On Nov 24, 2004, at 8:24 PM, Brion Vibber wrote:
On Nov 24, 2004, at 8:02 PM, Rich Holton wrote:
The site 2BuyGood.com/InfoPedia (http://www.2buygood.com/wiki/) is grabbing live content from the English Wikipedia, but gives no link
[snip]
While we work on GFDL issues, could a developer block the live content grabs?
Done.
I should note that not only were they forwarding every request to our servers, stripping off all navigation links and identification text, and stuffing it full of advertising and JavaScript popups, but their requests to the web server used false referrer and user-agent fields to hide their tracks. Here are a couple of hits:
66.152.98.14 - - [25/Nov/2004:04:14:19 +0000] "GET http://www.wikipedia.org/wiki/ HTTP/1.1" 301 564 "en.wikipedia.org" "Mozilla/4.0 (compatible; MSIE 5.01; Windows 98; DigExt)"

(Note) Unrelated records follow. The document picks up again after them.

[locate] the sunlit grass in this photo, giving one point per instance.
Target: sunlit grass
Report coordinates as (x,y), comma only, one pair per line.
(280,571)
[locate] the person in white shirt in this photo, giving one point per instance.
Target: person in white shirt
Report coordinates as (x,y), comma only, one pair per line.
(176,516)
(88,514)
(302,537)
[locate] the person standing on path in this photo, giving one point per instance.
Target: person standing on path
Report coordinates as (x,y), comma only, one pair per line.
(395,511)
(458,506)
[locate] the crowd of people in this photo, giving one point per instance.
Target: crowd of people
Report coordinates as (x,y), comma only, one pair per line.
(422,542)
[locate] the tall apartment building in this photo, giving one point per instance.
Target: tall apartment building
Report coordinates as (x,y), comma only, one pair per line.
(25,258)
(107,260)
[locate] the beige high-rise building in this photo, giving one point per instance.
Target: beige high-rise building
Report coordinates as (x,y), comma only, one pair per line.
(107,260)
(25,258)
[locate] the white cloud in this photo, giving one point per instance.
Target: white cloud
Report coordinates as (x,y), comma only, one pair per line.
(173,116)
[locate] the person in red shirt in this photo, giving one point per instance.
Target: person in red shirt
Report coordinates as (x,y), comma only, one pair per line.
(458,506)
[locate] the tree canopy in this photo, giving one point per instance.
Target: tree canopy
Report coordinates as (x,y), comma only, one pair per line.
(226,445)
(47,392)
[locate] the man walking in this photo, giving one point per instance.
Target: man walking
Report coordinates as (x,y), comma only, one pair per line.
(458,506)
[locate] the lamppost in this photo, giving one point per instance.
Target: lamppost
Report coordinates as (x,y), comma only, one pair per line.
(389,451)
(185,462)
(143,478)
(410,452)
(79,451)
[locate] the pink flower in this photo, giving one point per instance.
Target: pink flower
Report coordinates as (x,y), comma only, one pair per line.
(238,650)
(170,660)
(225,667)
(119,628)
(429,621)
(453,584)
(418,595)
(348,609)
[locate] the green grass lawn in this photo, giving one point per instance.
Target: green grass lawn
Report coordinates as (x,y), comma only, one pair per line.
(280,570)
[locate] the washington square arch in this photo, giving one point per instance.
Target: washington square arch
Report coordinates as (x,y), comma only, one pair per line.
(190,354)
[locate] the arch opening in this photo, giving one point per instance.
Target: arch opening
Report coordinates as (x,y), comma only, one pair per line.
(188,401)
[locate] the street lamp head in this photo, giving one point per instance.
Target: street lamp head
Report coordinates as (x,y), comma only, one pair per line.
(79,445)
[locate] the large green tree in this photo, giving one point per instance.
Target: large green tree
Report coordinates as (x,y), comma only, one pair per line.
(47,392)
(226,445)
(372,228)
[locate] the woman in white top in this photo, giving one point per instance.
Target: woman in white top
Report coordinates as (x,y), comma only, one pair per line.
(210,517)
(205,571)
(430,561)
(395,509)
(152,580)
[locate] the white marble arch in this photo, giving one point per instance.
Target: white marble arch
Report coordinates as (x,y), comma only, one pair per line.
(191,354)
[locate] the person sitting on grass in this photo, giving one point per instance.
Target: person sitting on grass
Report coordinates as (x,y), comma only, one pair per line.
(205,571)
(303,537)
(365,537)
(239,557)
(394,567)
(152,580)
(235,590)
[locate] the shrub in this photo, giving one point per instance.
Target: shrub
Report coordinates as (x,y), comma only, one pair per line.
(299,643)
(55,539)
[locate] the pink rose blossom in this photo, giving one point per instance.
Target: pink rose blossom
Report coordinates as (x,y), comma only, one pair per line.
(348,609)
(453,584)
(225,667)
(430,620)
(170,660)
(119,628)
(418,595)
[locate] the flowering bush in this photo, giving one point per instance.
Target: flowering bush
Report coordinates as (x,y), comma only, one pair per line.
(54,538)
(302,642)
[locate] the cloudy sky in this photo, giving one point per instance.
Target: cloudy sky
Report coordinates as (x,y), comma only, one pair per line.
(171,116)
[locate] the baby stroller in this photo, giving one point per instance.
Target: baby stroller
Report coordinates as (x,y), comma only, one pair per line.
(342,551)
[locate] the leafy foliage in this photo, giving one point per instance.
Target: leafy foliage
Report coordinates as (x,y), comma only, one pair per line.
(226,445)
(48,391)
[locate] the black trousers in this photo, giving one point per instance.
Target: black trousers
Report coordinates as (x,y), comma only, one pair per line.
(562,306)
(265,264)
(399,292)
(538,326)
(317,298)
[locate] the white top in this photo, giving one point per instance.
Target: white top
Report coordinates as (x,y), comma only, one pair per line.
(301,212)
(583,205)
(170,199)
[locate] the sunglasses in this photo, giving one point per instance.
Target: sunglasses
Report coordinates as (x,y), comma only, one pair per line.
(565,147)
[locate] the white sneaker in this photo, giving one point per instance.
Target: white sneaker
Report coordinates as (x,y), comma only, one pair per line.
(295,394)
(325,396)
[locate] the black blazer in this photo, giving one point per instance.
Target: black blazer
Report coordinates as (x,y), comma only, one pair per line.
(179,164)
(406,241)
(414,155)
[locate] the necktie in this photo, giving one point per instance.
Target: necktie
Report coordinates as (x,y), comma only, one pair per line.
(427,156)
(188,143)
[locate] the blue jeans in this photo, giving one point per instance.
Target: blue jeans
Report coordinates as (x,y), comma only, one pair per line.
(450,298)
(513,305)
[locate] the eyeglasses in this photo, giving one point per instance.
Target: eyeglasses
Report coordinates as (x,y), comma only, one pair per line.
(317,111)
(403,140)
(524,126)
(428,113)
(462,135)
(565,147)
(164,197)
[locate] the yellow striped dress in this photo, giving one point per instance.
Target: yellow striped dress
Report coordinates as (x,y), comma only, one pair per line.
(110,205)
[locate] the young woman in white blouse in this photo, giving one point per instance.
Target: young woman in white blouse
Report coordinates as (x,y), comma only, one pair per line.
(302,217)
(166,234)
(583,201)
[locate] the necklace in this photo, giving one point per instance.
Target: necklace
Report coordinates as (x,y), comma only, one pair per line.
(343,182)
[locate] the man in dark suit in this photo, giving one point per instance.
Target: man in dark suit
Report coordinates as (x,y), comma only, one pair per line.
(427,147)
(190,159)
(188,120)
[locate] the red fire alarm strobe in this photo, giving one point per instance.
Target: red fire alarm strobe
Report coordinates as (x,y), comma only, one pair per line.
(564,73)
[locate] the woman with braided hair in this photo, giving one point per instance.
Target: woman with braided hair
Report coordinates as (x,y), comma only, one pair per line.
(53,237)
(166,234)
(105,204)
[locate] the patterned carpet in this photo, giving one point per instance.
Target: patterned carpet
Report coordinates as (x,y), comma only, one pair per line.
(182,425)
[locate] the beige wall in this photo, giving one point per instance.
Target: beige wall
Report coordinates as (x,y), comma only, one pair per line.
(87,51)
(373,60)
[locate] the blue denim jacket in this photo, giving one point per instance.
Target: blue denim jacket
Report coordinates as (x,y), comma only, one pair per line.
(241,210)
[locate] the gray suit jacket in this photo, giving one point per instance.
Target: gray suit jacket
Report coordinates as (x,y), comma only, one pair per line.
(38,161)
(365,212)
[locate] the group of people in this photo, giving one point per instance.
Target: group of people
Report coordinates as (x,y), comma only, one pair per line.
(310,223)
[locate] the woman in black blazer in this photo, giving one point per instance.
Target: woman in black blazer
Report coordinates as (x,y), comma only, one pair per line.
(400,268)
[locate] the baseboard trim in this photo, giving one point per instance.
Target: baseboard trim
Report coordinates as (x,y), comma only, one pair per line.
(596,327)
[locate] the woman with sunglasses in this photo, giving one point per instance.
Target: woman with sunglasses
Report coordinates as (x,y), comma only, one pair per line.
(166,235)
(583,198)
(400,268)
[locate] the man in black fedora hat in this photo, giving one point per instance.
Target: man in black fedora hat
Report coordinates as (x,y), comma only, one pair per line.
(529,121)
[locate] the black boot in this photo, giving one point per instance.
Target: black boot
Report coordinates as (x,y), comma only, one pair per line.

66.152.98.18 - - [25/Nov/2004:04:14:50 +0000] "GET http://www.wikipedia.org/wiki/Wikipedia:Community_Portal HTTP/1.1" 301 616 "en.wikipedia.org" "Mozilla/4.0 (compatible; MSIE 5.01; Windows 98; DigExt)"
Instead of using their own site as a referer URL, their digger is using our hostname ("en.wikipedia.org"). That's not even a valid referrer, since it should be a URL! And, they're falsely claiming to be Internet Explorer so it looks like the hits are coming from some human browser.
2buygood.com's front-end address resolves to 66.152.98.201; the hits to our servers come from several IPs on the same /24 network; I've noticed from .12 through .20 in the log extracts I saw. I've blocked the whole subnet at our squid servers, so they're receiving 403 (permission denied) errors.
-- brion vibber (brion @ pobox.com)